A forum at the Cleveland City Club Thursday examined how artificial intelligence (AI) can be used in hiring, particularly among health care and senior living facilities. Panelists included Bethany Friedlander, president and CEO of NewBridge; Ann Conn, president and CEO of the McGregor Foundation, and Neal Bruce, chief product officer at Arena Analytics. Arena Analytics has developed an AI tool which much of the discussion focused on, while NewBridge is a learning center working to promote health equity and the McGregor Foundation supports the McGregor Home for senior residents. The panel was moderated by Jeff St. Clair, host and producer at Ideastream Public Media. In opening the discussion, St. Clair said AI "is already being used across many sectors" and has already begun "fundamentally changing our world in ways that are difficult to predict.”

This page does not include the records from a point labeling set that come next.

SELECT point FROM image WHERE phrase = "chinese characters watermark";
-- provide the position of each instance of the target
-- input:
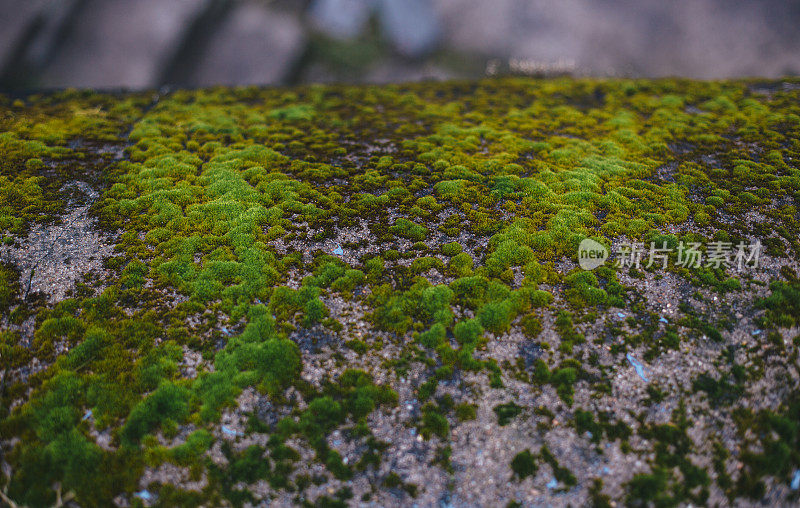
(715, 254)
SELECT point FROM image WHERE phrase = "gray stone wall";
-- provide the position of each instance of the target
(149, 43)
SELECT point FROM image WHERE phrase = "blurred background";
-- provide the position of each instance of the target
(136, 44)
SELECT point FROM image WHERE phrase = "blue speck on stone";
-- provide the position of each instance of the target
(637, 365)
(144, 494)
(229, 431)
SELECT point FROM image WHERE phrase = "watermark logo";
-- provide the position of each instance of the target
(591, 254)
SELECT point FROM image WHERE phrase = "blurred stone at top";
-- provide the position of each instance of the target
(344, 19)
(149, 43)
(254, 45)
(707, 39)
(411, 26)
(119, 43)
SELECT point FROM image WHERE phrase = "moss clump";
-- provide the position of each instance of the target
(524, 464)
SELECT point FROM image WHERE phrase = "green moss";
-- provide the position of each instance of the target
(226, 198)
(524, 464)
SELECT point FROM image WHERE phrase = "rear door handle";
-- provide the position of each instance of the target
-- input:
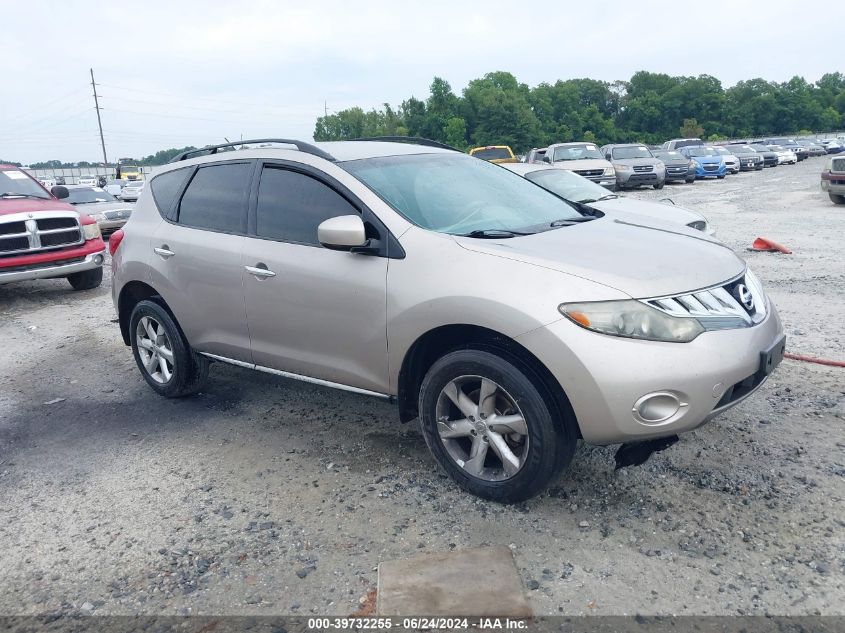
(260, 271)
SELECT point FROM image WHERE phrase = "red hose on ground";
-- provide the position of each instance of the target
(818, 361)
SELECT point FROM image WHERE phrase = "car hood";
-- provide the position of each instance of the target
(675, 162)
(707, 160)
(654, 162)
(584, 163)
(660, 210)
(99, 207)
(21, 205)
(641, 259)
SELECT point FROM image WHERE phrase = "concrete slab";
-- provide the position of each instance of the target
(473, 582)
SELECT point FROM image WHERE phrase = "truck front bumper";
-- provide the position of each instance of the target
(63, 264)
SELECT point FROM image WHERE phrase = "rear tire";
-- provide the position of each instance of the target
(162, 354)
(502, 463)
(87, 279)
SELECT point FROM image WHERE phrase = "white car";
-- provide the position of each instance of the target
(132, 191)
(731, 161)
(785, 156)
(581, 191)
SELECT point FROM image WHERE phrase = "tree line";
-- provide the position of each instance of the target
(649, 108)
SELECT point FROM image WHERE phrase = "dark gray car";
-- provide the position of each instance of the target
(109, 212)
(749, 158)
(678, 166)
(635, 166)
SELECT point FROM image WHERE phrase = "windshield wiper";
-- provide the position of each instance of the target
(569, 221)
(12, 194)
(493, 233)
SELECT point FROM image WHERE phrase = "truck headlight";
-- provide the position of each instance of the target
(91, 231)
(631, 319)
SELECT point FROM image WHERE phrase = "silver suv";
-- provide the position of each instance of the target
(511, 322)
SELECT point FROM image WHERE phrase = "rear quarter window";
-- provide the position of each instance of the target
(166, 188)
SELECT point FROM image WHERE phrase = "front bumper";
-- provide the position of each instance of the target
(632, 178)
(700, 172)
(605, 376)
(53, 263)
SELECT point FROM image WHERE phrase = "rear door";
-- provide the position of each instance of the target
(313, 311)
(196, 258)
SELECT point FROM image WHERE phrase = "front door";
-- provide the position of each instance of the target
(312, 311)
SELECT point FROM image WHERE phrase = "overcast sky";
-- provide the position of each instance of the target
(193, 72)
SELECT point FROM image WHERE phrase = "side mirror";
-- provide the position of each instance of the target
(343, 233)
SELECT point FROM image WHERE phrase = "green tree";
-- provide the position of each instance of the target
(691, 129)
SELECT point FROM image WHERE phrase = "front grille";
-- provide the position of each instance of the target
(12, 227)
(39, 232)
(721, 307)
(50, 264)
(117, 215)
(51, 224)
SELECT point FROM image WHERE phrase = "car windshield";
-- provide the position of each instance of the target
(701, 151)
(15, 182)
(631, 151)
(87, 195)
(568, 185)
(456, 194)
(492, 153)
(576, 152)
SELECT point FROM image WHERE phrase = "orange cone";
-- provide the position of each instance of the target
(767, 245)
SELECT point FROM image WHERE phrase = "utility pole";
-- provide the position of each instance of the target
(99, 122)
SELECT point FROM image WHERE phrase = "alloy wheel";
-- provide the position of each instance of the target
(154, 349)
(482, 428)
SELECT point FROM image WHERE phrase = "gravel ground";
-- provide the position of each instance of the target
(268, 496)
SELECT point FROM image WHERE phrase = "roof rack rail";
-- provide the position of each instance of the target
(416, 140)
(302, 146)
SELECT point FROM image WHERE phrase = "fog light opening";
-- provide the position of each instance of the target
(655, 408)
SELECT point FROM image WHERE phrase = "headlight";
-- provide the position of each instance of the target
(90, 231)
(631, 319)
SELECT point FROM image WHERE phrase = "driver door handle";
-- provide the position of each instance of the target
(260, 271)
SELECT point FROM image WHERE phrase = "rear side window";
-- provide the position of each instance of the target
(166, 188)
(216, 198)
(291, 205)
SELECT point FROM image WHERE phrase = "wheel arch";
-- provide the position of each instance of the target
(431, 345)
(131, 295)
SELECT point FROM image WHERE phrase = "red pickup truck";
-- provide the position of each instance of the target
(42, 237)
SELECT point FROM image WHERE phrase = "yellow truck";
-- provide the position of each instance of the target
(494, 153)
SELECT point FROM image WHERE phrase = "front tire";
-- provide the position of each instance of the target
(86, 279)
(488, 425)
(165, 359)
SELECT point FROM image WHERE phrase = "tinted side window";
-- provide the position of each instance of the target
(291, 205)
(166, 187)
(216, 198)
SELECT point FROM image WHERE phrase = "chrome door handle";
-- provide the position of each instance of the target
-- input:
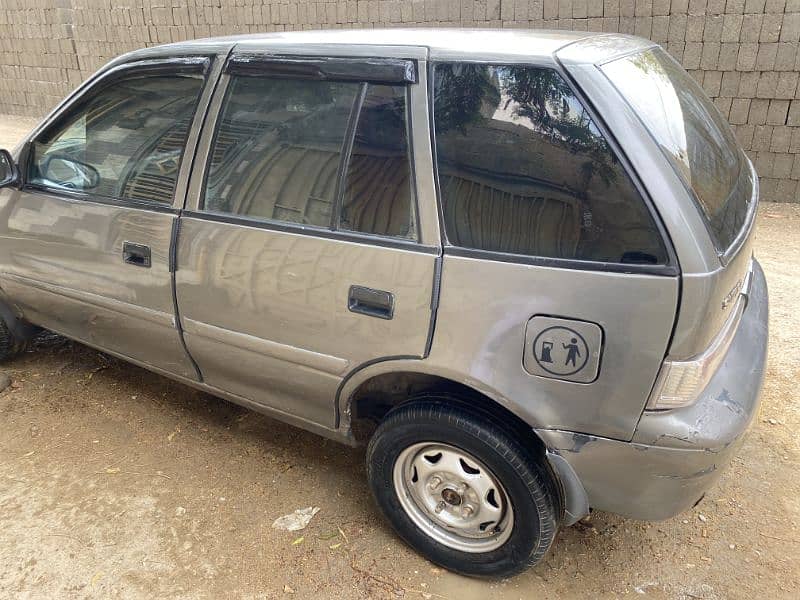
(373, 303)
(137, 255)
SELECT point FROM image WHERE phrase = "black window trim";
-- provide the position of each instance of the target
(670, 269)
(179, 65)
(332, 231)
(312, 231)
(390, 71)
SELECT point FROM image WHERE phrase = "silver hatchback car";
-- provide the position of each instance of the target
(517, 264)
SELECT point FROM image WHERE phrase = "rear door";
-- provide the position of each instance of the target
(301, 255)
(85, 245)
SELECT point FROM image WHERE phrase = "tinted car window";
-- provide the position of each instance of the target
(378, 191)
(277, 149)
(523, 169)
(125, 141)
(692, 134)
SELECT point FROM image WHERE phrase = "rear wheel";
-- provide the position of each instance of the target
(460, 490)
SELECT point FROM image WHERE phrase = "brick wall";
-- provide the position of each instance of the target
(744, 52)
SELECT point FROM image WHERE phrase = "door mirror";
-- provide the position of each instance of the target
(8, 170)
(66, 172)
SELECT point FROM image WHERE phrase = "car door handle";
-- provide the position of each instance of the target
(137, 255)
(373, 303)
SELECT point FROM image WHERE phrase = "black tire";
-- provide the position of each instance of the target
(529, 483)
(10, 346)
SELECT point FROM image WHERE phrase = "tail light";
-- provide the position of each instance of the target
(680, 383)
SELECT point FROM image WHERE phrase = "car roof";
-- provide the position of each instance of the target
(478, 44)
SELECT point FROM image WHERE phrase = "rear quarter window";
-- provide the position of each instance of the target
(523, 169)
(692, 134)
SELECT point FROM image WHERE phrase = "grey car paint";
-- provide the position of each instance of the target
(676, 455)
(605, 451)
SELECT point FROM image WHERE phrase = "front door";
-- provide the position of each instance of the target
(303, 258)
(85, 245)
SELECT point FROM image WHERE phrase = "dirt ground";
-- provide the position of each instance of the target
(116, 482)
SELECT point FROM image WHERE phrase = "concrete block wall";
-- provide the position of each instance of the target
(743, 52)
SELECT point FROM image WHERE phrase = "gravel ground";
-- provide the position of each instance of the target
(116, 482)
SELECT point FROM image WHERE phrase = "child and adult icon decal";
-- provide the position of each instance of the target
(560, 351)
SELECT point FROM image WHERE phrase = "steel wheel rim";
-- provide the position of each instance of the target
(453, 497)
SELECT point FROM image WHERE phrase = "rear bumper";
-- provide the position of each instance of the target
(675, 456)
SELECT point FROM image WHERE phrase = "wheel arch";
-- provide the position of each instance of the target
(369, 394)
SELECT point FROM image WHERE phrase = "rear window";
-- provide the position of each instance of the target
(523, 169)
(693, 135)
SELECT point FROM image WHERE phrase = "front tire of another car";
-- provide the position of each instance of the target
(10, 345)
(461, 490)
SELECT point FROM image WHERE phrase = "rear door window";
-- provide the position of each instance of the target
(328, 154)
(378, 192)
(278, 147)
(523, 169)
(693, 135)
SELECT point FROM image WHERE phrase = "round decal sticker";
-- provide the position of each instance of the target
(560, 351)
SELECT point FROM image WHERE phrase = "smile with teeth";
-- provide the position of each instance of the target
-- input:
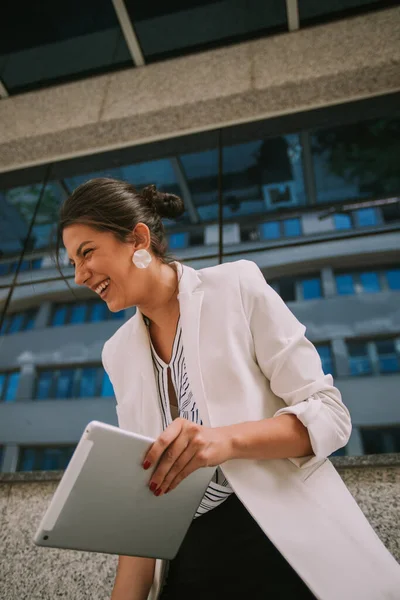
(103, 286)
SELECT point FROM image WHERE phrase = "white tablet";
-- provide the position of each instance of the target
(103, 502)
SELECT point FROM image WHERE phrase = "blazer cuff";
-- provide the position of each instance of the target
(311, 413)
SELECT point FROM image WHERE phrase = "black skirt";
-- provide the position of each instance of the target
(225, 554)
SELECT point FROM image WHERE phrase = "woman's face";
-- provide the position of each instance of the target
(104, 264)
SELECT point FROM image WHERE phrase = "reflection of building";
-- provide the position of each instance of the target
(285, 206)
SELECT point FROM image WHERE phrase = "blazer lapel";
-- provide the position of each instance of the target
(190, 301)
(142, 364)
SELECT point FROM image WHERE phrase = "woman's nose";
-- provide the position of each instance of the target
(81, 275)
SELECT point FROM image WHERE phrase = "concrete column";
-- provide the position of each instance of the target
(340, 357)
(43, 316)
(10, 458)
(355, 446)
(328, 282)
(26, 382)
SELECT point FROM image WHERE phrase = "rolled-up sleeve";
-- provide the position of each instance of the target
(293, 367)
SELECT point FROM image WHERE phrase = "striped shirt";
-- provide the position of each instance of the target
(219, 488)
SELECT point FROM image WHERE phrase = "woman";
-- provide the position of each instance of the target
(216, 368)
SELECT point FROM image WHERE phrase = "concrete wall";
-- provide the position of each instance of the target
(27, 571)
(330, 64)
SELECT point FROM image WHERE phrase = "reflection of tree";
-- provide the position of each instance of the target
(25, 199)
(365, 153)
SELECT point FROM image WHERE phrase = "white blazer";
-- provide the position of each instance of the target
(247, 359)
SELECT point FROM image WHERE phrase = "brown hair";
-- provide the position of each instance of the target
(117, 207)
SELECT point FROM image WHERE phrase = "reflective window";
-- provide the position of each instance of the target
(325, 354)
(389, 359)
(9, 386)
(366, 217)
(370, 282)
(21, 321)
(354, 161)
(64, 383)
(59, 315)
(360, 363)
(292, 227)
(178, 241)
(182, 27)
(393, 279)
(342, 221)
(270, 230)
(311, 288)
(380, 440)
(43, 458)
(344, 284)
(310, 10)
(54, 45)
(44, 385)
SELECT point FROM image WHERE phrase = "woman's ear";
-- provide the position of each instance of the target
(141, 237)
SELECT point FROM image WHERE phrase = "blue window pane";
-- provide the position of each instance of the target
(311, 288)
(16, 323)
(36, 263)
(119, 315)
(360, 366)
(78, 312)
(270, 231)
(98, 312)
(178, 241)
(393, 279)
(344, 284)
(325, 354)
(64, 383)
(366, 217)
(5, 325)
(291, 227)
(43, 389)
(28, 460)
(11, 387)
(87, 387)
(59, 316)
(30, 320)
(389, 364)
(25, 266)
(342, 222)
(388, 359)
(370, 282)
(107, 388)
(55, 459)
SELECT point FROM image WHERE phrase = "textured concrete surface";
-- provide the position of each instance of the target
(33, 573)
(334, 63)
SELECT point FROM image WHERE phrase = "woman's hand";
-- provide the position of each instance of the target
(181, 449)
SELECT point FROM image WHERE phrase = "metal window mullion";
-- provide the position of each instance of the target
(292, 13)
(129, 33)
(373, 357)
(308, 168)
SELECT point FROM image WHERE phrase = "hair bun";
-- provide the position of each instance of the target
(166, 205)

TRANSPORTATION/INFRASTRUCTURE


The Transportation Review Advisory Council (TRAC) approved a draft list of 18 transportation projects that will receive $127.3 million over the next four years. The list is now open for public comment until Friday, Feb. 23. The final list is scheduled to be voted on at TRAC's Wednesday, Feb. 28 meeting. Comments can be emailed to trac@dot.ohio.gov.

The Ohio Turnpike and Infrastructure Commission Monday announced electric vehicle (EV) charging on the 241-mile toll road surpassed more than 100,000 charging sessions last month.